歴史


 花の魔王人形のおかげで、城のあちこちに、緑が増えてきた。自動で選定や水撒きをする設備が整っているおかげも勿論だけれど、綺麗に保つことが出来ているのは草木の知識が増えて対応がわかってきた影響が大きい。

 この城は元々、花の魔王が所持していた城で、紅の魔王がボクの暮らしやすいようアレンジを加えたものだ。そのアレンジのアイディアはボクでもなければ紅の魔王でもなく、花の魔王のものでもない。
 だから、ボクは花の魔王がこの城でどう過ごしていたのか知りたくなった。茶葉畑はあるが、花を育てていた訳ではないらしいのだ。

「キミはここで、どんな暮らしをしていたの」

 尋ねてみても人形から返事はない。首を傾げていると丁度ウサギがやって来た。

「花の解説に特化した人形ですからなあ。話に対応しきれなかったのかもしれません。代わりにその辺りのお話は我輩が致しましょう。伝え聞いた限りのお話ですが」

 そういうものなのだろうか。前にお茶の話を聞いた時は、普通に話が出来たから意識していなかった。植物知識を絡めた話でなければできないのだろうか。気を取り直してウサギの話を聞いてみると、次のような昔話が始まった。

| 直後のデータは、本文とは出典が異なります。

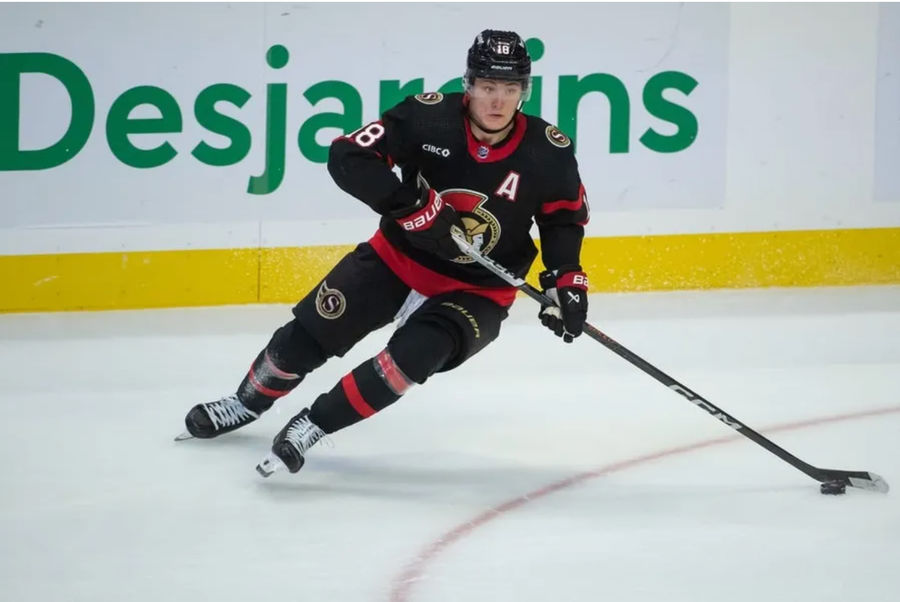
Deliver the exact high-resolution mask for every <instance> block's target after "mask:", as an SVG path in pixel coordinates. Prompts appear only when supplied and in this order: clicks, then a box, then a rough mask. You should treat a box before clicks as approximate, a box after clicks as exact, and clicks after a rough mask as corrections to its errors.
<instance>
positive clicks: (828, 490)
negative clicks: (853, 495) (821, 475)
mask: <svg viewBox="0 0 900 602" xmlns="http://www.w3.org/2000/svg"><path fill="white" fill-rule="evenodd" d="M819 491H821V492H822V495H841V494H843V493H847V485H846V483H844V482H843V481H825V482H824V483H822V484H821V485H819Z"/></svg>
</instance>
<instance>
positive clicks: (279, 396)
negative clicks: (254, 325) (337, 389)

 昔、各地に茶葉を作る魔王城がたくさんあったらしい。その用途は、怒れる世界の創造主が目覚める迄の備え。期限は15週。その世界の創造主は紅茶の女神で、怒りを鎮めるために茶葉が必要だった。
 紅茶の女神は世界を作った後すぐ滅んだとされていたが、突然復活の予言がなされたという。予言では、創造主は自分のいない間にあちこちから来た他の神々を侵入者として裁くだろうと言われていた。
 そして実際に目覚める迄の間、発狂した思考と不死身の肉体を持つ“勇者”が差し向けられた。魔王達は“勇者”達から茶葉と城を護るために、さまざまな設備を城に搭載しながら茶葉を生産し続けたという。
 花の魔王も、茶葉を育てながら城を守る暮らしをしていた一人だった。そしてたまたま植物をモチーフにした設備を売った時に、「花の魔王」と呼ばれたことがあったそうだ。

「当時の茶の木の苗は魔王の魔力を吸って成長する性質を持っておりましたから、この城の花もその性質は受け継いでいるかもしれませんな」

 ボクはここまで聞いて、今のボク達と似ていると思った。この世界が滅びると予言されたのも15週。襲う勇者ばかりではないけれど、勇者の来訪に備えて城を構える魔王たち。
 けれど、ボクは世界の行く末と言われても、あまり想像できていないところがある。ボクは世界の在り方に関わらず、紅の魔王に命を与えられているのだ。

──かの世界で15週の時を過ごし、私の満足を得てみせろ。

 もしかしたら花の魔王も、ボクのように世界の規則に従いながら、まったく別の方向を目指していたのかもしれない。魔王の役割とは関係ない願いを抱きながら、世界に身を置いていたのかもしれない。
 それでも、花の魔王は世界や役割とは関係なく紅茶が好きだったようだけれど。
 誰かが好きだったもの。それがボクの前に広がっている。魔王だった彼は、毎日何を想って茶葉を収穫していたのだろう。同じように紅茶の木を育てたらわかるだろうか。
 ボクは、紅茶の木の苗を買うことにした。